Extract text from PDF document using Apose.PDF for .NET - TextAbsorber No Longer Thread Safe

cashcache1 · February 3, 2015, 6:03pm

We have identified another threading problem in the latest release (10.0.0). When extracting text from PDF documents using multiple threads, the CPU will spike to 100% randomly and never finish. In most cases this happens when multiple threads are extracting text from documents with many pages. Please note that version 9.7.0 works fine in multi-threaded environments.

The problem appears to happen either when adding the TextAbsorber to the Page object, or when retrieving the text from the TextAbsorber.Text property.
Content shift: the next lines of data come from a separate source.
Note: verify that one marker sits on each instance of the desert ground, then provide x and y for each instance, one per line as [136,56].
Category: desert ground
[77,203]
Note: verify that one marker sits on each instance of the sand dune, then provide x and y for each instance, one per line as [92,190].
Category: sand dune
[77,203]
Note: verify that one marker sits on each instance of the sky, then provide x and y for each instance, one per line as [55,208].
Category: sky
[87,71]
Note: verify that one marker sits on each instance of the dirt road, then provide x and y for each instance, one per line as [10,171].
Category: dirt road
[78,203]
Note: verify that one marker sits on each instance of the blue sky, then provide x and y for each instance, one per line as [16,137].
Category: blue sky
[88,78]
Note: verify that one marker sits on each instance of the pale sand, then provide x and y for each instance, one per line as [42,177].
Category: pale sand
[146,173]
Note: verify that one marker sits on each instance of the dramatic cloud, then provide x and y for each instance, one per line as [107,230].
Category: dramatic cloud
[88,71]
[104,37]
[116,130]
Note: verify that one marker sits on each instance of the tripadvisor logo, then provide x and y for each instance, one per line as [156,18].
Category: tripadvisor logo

I have added a sample application that will demonstrate the problem. I have also include many PDFs in the working folder. 9 times out of 10, CPU usage will go to 100% (and stay there) before finishing the test when not using a lock. If a lock is used, the test will run fine (but very slowly). The code is commented with more information.

Please note, you will need to supply a valid license. It will not exhibit the problem with the trial version.

Thank you,

Scott

tilal.ahmad · February 5, 2015, 8:11am

Hi Scott,

Thanks for your inquiry. We have tested your shared sample code and noticed the 100% CPU usage issue with Aspose.Pdf for .NET 10.0.0. We have logged a regression ticket PDFNEWNET-38168 with highest priority in our tracking system for further investigation and resolution. We will notify you as soon as it is resolved.

We are sorry for the inconvenience caused.

Best Regards,

aspose.notifier · March 6, 2015, 12:36pm

The issues you have found earlier (filed as PDFNEWNET-38168) have been fixed in Aspose.Pdf for .NET 10.2.0.

This message was posted using Notification2Forum from Downloads module by Aspose Notifier.